Comparisons between the One-Way ANOVAs and Kruskal-Wallis tests elucidate that the one-way ANOVA remained robust to any deviations from normality present in the data due to the large sample sizes. Both types of one-way variance tests identified that group measures of central tendency were significantly different from one another. This was true for the ACC, PFC, and combined regions (pparametric < 0.001, pnonparametric< 0.001). Multiple comparison testing using the mean and median data from the ANOVAs and Kruskal-Wallis test revealed that the difference in means/medians of male paired and female paired microglia was not significant in any of the tested brain regions. All other possible group pairings showed at least one instance of significantly different means/medians.

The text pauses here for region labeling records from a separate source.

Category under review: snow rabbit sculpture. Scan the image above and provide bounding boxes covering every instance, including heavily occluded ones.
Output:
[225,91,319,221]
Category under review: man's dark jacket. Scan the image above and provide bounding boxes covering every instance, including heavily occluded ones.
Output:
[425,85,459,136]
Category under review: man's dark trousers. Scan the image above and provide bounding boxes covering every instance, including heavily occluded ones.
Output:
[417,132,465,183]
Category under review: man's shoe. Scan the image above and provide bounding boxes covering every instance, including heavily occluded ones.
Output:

To better understand the strong evidence for differences in the unpaired male and unpaired female groups produced by the multiple comparison tests, a three-way ANOVA was performed on the data (Supplementary Table S10). Although a three-way ANOVA assumes normality, the test was still considered valid due to the large sample size. The results produced evidence for a significant main effect of sex (p < 0.001) and a significant interaction effect of sex x pairing status (p < 0.001) on microglia soma size. There was no evidence of main effects for pairing status or brain region. The interaction effects of pairing status x brain region and sex x brain region were not significant.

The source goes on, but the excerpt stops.